The tribe's settled territory included the Wadi Naqab in Ras Al Khaimah, to which the tribe gave its name. The tribe dispersed from the agriculturally rich wadi after a series of disputes with pre-Al Qawasim local rulers. The tribe has traditionally been considered close to the Qawasim.

Khatt and Fahlain, two villages on the Jiri plain where the Naqbiyin dominate the population, formed part of the Sheikhdom of the 19th century Qawasim ruler of Ras Al Khaimah, Hassan bin Rahma, who signed the General Maritime Treaty of 1820 with the British.
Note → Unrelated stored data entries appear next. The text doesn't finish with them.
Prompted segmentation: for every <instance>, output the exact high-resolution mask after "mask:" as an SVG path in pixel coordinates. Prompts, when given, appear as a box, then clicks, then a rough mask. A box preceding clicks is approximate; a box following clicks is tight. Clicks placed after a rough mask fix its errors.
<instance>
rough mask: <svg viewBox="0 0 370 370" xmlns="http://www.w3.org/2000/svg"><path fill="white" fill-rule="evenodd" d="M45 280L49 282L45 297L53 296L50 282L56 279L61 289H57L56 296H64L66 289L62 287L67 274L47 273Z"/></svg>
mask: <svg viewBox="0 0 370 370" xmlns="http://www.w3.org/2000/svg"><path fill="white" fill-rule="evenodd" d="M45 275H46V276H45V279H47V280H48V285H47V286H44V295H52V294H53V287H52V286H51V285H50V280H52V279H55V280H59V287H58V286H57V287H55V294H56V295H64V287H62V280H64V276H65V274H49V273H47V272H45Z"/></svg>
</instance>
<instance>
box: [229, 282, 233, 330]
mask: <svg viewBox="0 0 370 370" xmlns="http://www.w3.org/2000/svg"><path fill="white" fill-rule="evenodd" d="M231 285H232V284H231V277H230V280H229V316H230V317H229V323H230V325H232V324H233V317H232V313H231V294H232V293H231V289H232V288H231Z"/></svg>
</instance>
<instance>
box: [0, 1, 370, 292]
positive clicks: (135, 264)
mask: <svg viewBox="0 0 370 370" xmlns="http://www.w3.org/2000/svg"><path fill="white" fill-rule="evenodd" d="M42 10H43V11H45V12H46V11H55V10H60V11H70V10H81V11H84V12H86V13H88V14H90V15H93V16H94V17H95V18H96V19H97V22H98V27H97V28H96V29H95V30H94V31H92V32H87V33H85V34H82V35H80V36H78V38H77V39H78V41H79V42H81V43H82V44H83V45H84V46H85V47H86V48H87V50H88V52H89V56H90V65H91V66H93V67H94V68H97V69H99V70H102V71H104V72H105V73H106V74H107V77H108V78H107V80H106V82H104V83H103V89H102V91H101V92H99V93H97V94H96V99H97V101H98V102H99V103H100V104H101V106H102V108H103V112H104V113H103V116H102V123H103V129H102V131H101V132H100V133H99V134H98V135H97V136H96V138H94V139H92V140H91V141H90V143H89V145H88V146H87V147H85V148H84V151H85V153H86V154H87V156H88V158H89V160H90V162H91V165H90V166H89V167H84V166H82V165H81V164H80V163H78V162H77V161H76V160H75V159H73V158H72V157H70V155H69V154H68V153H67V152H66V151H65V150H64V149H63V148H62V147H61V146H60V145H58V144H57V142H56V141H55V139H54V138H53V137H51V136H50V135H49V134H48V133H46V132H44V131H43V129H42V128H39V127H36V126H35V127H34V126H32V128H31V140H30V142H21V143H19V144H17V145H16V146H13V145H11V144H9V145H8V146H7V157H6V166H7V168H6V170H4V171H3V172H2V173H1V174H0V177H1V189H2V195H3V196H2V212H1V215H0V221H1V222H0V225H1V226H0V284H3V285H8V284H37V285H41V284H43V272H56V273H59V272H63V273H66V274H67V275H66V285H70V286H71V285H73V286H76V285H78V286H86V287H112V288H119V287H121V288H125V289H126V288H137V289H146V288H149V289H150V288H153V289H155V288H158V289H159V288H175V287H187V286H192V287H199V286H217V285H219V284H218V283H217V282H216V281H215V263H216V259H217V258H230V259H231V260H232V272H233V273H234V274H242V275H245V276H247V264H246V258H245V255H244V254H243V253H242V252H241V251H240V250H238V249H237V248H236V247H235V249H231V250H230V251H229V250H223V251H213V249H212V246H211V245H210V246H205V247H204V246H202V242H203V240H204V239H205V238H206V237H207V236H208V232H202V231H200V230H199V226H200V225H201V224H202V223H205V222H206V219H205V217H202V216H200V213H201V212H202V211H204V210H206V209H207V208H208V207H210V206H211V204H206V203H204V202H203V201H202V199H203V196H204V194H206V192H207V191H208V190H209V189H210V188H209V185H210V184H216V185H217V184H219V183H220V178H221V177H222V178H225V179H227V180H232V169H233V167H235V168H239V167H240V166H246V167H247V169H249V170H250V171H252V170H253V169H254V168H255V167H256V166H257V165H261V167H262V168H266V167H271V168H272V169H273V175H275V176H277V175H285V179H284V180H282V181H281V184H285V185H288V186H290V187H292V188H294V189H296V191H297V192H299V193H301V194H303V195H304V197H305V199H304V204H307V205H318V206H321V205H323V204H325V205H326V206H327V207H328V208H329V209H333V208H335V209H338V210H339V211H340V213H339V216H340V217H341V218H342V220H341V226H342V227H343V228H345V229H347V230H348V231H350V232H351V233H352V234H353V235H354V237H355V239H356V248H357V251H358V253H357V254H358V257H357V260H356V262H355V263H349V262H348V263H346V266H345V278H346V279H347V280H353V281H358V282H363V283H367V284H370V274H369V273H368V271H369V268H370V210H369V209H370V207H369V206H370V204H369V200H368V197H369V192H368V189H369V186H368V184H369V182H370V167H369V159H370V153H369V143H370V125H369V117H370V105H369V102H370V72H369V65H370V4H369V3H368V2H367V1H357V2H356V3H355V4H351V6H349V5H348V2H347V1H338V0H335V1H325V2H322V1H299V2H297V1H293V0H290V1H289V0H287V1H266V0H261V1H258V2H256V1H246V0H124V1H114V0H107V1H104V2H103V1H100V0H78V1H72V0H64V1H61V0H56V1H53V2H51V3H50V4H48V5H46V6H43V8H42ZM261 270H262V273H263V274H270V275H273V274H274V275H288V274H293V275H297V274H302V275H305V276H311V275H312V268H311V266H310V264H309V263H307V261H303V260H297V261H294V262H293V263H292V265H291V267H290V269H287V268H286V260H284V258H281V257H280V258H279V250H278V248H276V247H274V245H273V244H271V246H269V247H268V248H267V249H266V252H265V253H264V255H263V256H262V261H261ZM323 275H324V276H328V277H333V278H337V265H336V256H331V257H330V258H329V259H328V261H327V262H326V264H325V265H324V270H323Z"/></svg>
In the 1819 expedition from Bombay, British forces sacked Ras Al Khaimah and Hassan bin Rahma signed a preliminary agreement to cede Ras Al Khaimah town, which became the British garrison. He signed the 1820 treaty as "Sheikh of Hatt and Falna, formerly of Ras Al Khaimah". Hatt is modern Khatt, while Falna is Fahlain.
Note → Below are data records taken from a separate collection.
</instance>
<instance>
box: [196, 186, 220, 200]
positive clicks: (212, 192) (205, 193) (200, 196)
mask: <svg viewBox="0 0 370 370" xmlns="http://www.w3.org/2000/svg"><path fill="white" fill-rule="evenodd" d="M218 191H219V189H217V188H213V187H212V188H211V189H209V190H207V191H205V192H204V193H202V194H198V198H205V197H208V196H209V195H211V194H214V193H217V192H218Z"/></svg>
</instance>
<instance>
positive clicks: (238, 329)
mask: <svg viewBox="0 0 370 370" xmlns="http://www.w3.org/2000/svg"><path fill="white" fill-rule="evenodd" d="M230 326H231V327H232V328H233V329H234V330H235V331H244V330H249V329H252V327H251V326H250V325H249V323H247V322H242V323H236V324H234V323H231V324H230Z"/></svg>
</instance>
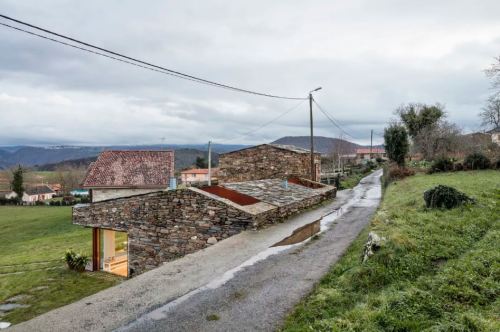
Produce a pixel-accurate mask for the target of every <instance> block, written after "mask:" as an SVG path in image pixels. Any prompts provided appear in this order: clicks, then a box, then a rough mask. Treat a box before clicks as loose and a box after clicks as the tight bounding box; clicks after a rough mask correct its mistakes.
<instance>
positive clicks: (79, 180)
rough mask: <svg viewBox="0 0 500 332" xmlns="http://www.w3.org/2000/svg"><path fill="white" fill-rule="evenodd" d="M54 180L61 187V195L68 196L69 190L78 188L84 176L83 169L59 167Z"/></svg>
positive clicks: (66, 167)
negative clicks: (55, 181)
mask: <svg viewBox="0 0 500 332" xmlns="http://www.w3.org/2000/svg"><path fill="white" fill-rule="evenodd" d="M55 171H56V179H57V181H58V182H59V184H60V185H61V193H62V194H64V195H68V194H69V193H70V191H71V190H73V189H76V188H78V187H79V186H80V183H81V182H82V180H83V178H84V176H85V168H83V167H79V168H78V167H73V166H59V167H57V168H56V170H55Z"/></svg>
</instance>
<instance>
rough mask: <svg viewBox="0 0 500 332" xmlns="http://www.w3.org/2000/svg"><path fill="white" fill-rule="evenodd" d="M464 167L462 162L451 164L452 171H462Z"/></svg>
mask: <svg viewBox="0 0 500 332" xmlns="http://www.w3.org/2000/svg"><path fill="white" fill-rule="evenodd" d="M464 169H465V167H464V164H462V163H455V165H453V170H454V171H463V170H464Z"/></svg>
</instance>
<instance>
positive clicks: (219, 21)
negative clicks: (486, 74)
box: [0, 0, 500, 145]
mask: <svg viewBox="0 0 500 332" xmlns="http://www.w3.org/2000/svg"><path fill="white" fill-rule="evenodd" d="M0 13H2V14H4V15H7V16H12V17H14V18H18V19H20V20H24V21H27V22H30V23H33V24H35V25H39V26H42V27H45V28H47V29H51V30H54V31H57V32H60V33H63V34H67V35H70V36H73V37H75V38H78V39H82V40H84V41H87V42H90V43H93V44H97V45H100V46H103V47H106V48H109V49H112V50H116V51H118V52H122V53H125V54H127V55H130V56H133V57H137V58H141V59H144V60H147V61H150V62H153V63H155V64H158V65H162V66H165V67H168V68H172V69H175V70H178V71H182V72H185V73H188V74H191V75H195V76H199V77H203V78H207V79H210V80H214V81H217V82H221V83H225V84H230V85H235V86H238V87H242V88H245V89H251V90H255V91H261V92H266V93H272V94H278V95H288V96H300V97H302V96H306V95H307V93H308V91H310V90H311V89H314V88H316V87H318V86H321V87H323V90H321V91H319V92H317V93H315V97H316V100H317V102H318V103H319V104H320V105H321V106H322V107H323V108H324V109H325V110H327V111H328V112H330V113H331V114H332V115H333V116H334V117H335V118H336V119H338V120H339V122H340V123H341V124H342V125H343V126H344V128H345V131H346V132H348V133H349V134H350V135H352V136H353V137H354V138H355V139H352V140H353V141H355V142H358V143H367V142H369V139H370V129H374V131H375V132H376V133H381V132H382V131H383V128H384V127H385V125H386V124H387V122H388V121H389V120H390V119H391V118H393V117H394V115H393V111H394V109H395V108H397V107H398V106H399V105H401V104H403V103H408V102H423V103H436V102H439V103H442V104H445V105H446V110H447V112H448V117H449V119H450V120H451V121H453V122H456V123H457V124H458V125H459V126H460V127H461V128H462V129H464V131H466V132H470V131H476V130H479V129H480V127H479V124H480V121H479V119H478V116H477V114H478V112H479V111H480V109H481V107H482V106H483V104H484V102H485V100H486V98H487V96H488V95H489V94H490V93H491V90H490V82H489V81H488V79H487V77H486V76H485V75H484V69H486V68H487V67H488V66H489V65H490V64H491V63H492V62H493V57H495V56H499V55H500V19H499V13H500V1H498V0H492V1H488V0H474V1H473V0H471V1H459V0H453V1H451V0H450V1H435V0H433V1H397V0H392V1H391V0H377V1H370V0H366V1H355V0H350V1H340V0H339V1H332V0H325V1H291V0H286V1H284V0H283V1H260V0H253V1H245V2H242V1H229V0H227V1H212V0H207V1H195V0H183V1H147V2H146V1H123V0H119V1H118V0H116V1H109V0H108V1H89V0H86V1H77V2H75V1H62V0H60V1H52V0H51V1H48V0H47V1H43V2H41V1H35V0H23V1H19V0H2V1H0ZM0 22H2V23H8V22H7V21H6V20H4V19H1V18H0ZM0 48H1V51H0V145H12V144H92V145H94V144H95V145H105V144H151V143H153V144H155V143H161V142H162V137H164V138H165V140H164V142H165V143H205V142H206V141H208V140H212V141H215V142H221V143H262V142H267V141H271V140H274V139H277V138H279V137H281V136H285V135H308V134H309V113H308V107H309V106H308V103H307V102H304V103H302V104H300V105H299V106H297V104H298V103H299V102H297V101H289V100H276V99H269V98H264V97H258V96H252V95H247V94H241V93H236V92H231V91H226V90H222V89H217V88H213V87H209V86H206V85H199V84H196V83H192V82H189V81H184V80H179V79H176V78H173V77H170V76H167V75H163V74H158V73H155V72H151V71H148V70H144V69H141V68H135V67H132V66H130V65H126V64H123V63H119V62H116V61H113V60H109V59H106V58H102V57H99V56H94V55H90V54H87V53H84V52H81V51H78V50H74V49H71V48H68V47H65V46H61V45H58V44H54V43H52V42H49V41H45V40H41V39H39V38H36V37H33V36H29V35H26V34H23V33H20V32H16V31H13V30H10V29H7V28H5V27H3V26H0ZM294 107H295V108H294ZM291 108H294V109H293V110H292V111H290V113H288V114H287V115H286V116H284V117H282V118H280V119H279V120H277V121H276V122H274V123H272V124H271V125H269V126H267V127H264V128H262V129H261V130H258V131H255V132H253V133H251V134H250V135H245V133H248V132H251V131H254V130H255V129H256V128H259V127H260V126H261V125H262V124H264V123H266V122H268V121H270V120H272V119H273V118H275V117H277V116H279V115H280V114H282V113H283V112H285V111H287V110H289V109H291ZM314 116H315V134H316V135H322V136H330V137H338V136H339V131H338V130H337V129H336V128H334V127H333V126H332V125H331V123H330V122H329V121H328V120H327V119H326V118H325V116H324V115H323V114H322V113H320V112H319V111H318V110H317V109H315V110H314ZM381 141H382V139H381V138H380V137H378V136H375V142H376V143H380V142H381Z"/></svg>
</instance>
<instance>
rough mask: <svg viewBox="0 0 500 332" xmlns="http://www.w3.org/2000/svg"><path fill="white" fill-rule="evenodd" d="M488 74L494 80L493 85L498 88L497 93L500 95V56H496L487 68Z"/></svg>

In 1903, Lorimer noted the village of Fahlain consisted of 60 Naqbiyin houses and 2,000 date palms.

Khatt was populated in the main by members of the 'Awanat, Sharqiyin, and Naqbiyin tribes – today the Al Naqbi Tower still stands in the village. The settlement of the Naqbiyin here is said to have taken place over a period of 300 years.

== Shamaliyah ==
On the East coast, the area known as the Shamailiyah, the Naqbiyin were frequently in conflict with their neighbours, the Sharqiyin. The Naqbiyin were the 'powers behind the throne' when Kalba became independent of Sharjah in 1937, with the accession of the deposed former Ruler of Sharjah, Khalid bin Ahmad Al Qasimi, as Ruler of Kalba. Considered to have been present in Khor Fakkan prior to the Portuguese sack of that town under Albuquerque in 1506, the Naqbiyin were settled in strategic locations, given lands by the Al Qasimi, as a protection against the Sharqiyin.

The almost constant outbreaks of squabbling and disputes between Kalba and neighbouring Fujairah (itself only recognised as a Trucial State by the British in 1952) broke out into open fighting over a land dispute after the UAE was founded in 1971 and, in 1972 the newly founded Union Defence Force was called in to take control of the fighting which, by the time the UDF moved in, had killed 22 and seriously injured a dozen more. The dispute was finally settled after mediation between Sheikh Rashid of Dubai and other Rulers and a statement announcing the settlement sent out on 17 July 1972.